The video for “Unpretty,” directed by Paul Hunter helps to drive home the song’s message. In it, we see the members of TLC singing in what looks like a Buddhist temple lair as well as a colorful meadow with butterflies and ladybugs. This is all presented next to storylines like a young girl exhibiting bulimia to look more skinny like what she sees in the magazines and Chili getting breast implants to make her breasts larger in order to please her boyfriend. Toward the end, we see Chili bailing out of the surgery at the last minute and the young girl tearing down posters of skinny models from her bedroom wall accepting her body.
“Unpretty” hasn’t exactly lingered in the cultural memory as TLC’s other hits like “No Scrubs” or even “Waterfalls” has but it has made an impact nonetheless. Austin remembers getting letters from kids with cancer and other illnesses citing the song as a major help in changing their perspectives. T-Boz recalls Lady Gaga crying saying to her that “Unpretty” changed her life as a kid being an outcast. It’s done a lot of good in the world.

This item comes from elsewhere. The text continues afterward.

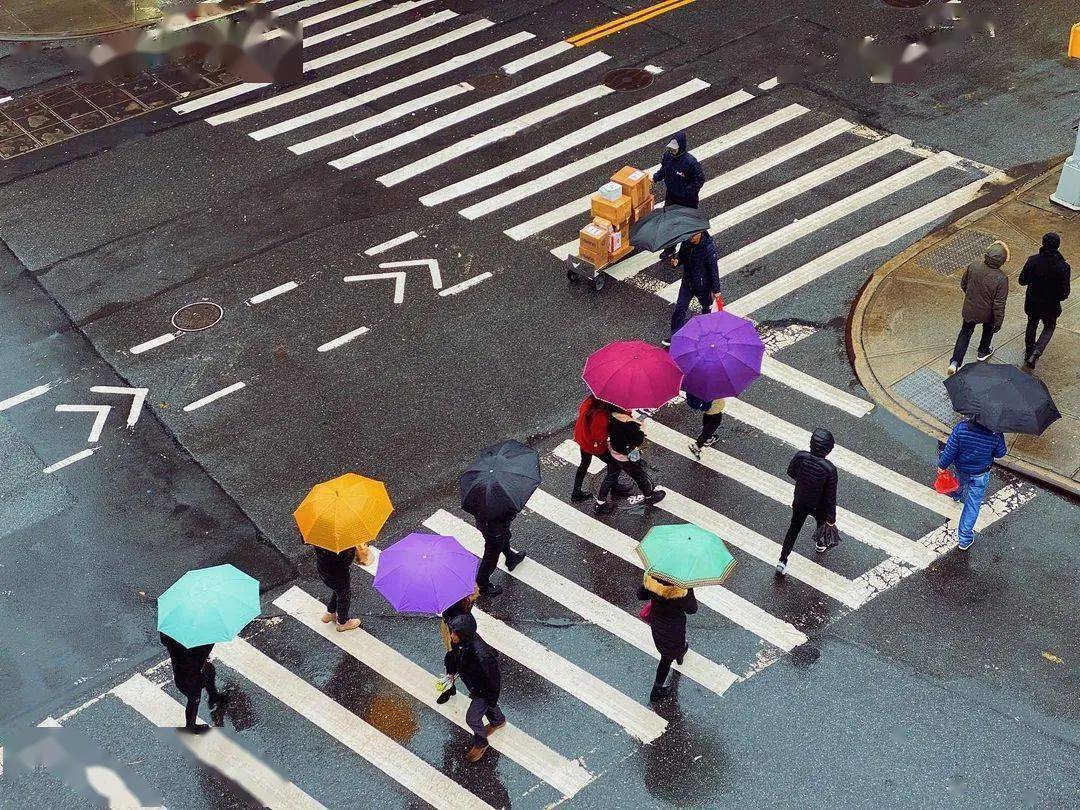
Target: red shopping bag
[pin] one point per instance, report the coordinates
(946, 483)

TLC wouldn’t get back to #1 after “Unpretty.” They’re a quintessentially ‘90s act and would get back into the Top 10 after 1999. The success of FanMail wasn’t enough to quiet tensions in the group specifically with Left Eye who expressed frustration over her treatment in the group. She challenged her bandmates to record solo albums but it was eventually canceled. Left Eye did have a solo hit soon after with her guest feature on Donell Jones’ 2000 R&B hit “U Know What’s Up” which peaked at #7. (It’s a 6.) The group began recording a new album in 2001 while Left Eye recorded a solo album named Supernova which initially was released overseas but Arista Records scrapped its release in America. Left Eye soon began working on a second album but before it was completed she died tragically in a car accident in Honduras in April 2002 at age 30.
Soon after, the surviving members decided to retire after the next album release 3D which did moderately well upon its release in November 2002 but was certainly a big fall from the heights of CrazySexyCool and FanMail. The retirement didn’t last long as T-Boz and Chili decided to carry on TLC as a duo without a replacement for Left Eye. They did a reality show where singers auditioned to sing on a TLC song. Since then, TLC has shifted into a nostalgic act continuing to tour often paired with other ‘90s acts like New Kids on the Block, Naughty By Nature, All-4-One, and C + C Music Factory. They released their fifth self-titled album in 2017 with the help of donations through a Kickstarter campaign. Both T-Boz and Chili say it’s their final album but plan on continuing to tour in the TLC name.
(The Glee cast’s highest-charting single is their 2009 version of Journey’s “Don’t Stop Believin’,” which peaked at #4. It’s a 5.)